TL;DL

  • Having a solid library foundation actually matters.
  • We have a long way to go, but there is hope!
  • This is an exciting area to get involved and make things better.

Motivations

  • Improving the quality of "Linux on the Desktop".
  • Laying the groundwork for a native mobile ecosystem.
  • Becoming competitive in "hard" realtime/embedded.

Concept of Library-Safe Code

  • Analogous to concepts like thread-safe and async-signal-safe.
  • Formal definition of library-safe is hard.
  • The basic idea: We want library-safe code to usable by:
    • an arbitary application, OR
    • another library
    without placing unreasonable restrictions on the application in which the library code is being used.
  • Code which is not thread-safe cannot be library-safe, but library-safe is a much stronger requirement.
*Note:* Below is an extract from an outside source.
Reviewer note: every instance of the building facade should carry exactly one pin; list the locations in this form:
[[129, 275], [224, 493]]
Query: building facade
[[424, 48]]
Common issues that make code
non-Library-Safe

The offenses and offenders

Common Issues that make code non-LS

Lack of thread-safety

  • Race conditions
  • Use of non-thread-safe libc functions
  • Unsynchronized access to global data
    • Special-case: library initialization functions

Common Issues that make code non-LS

Library initialization functions

The general pattern:

void mylib_init()
{
    static int initialized = 0;
    if (initialized) return;
    initialized = 1;
    /* do stuff */
}

Major offenders:

  • FFmpeg/libav libraries (libavcodec, etc.)
  • libxml2
    • Almost 300 other libs on Debian depend on it!
    • It tries to be thread-safe but botched init.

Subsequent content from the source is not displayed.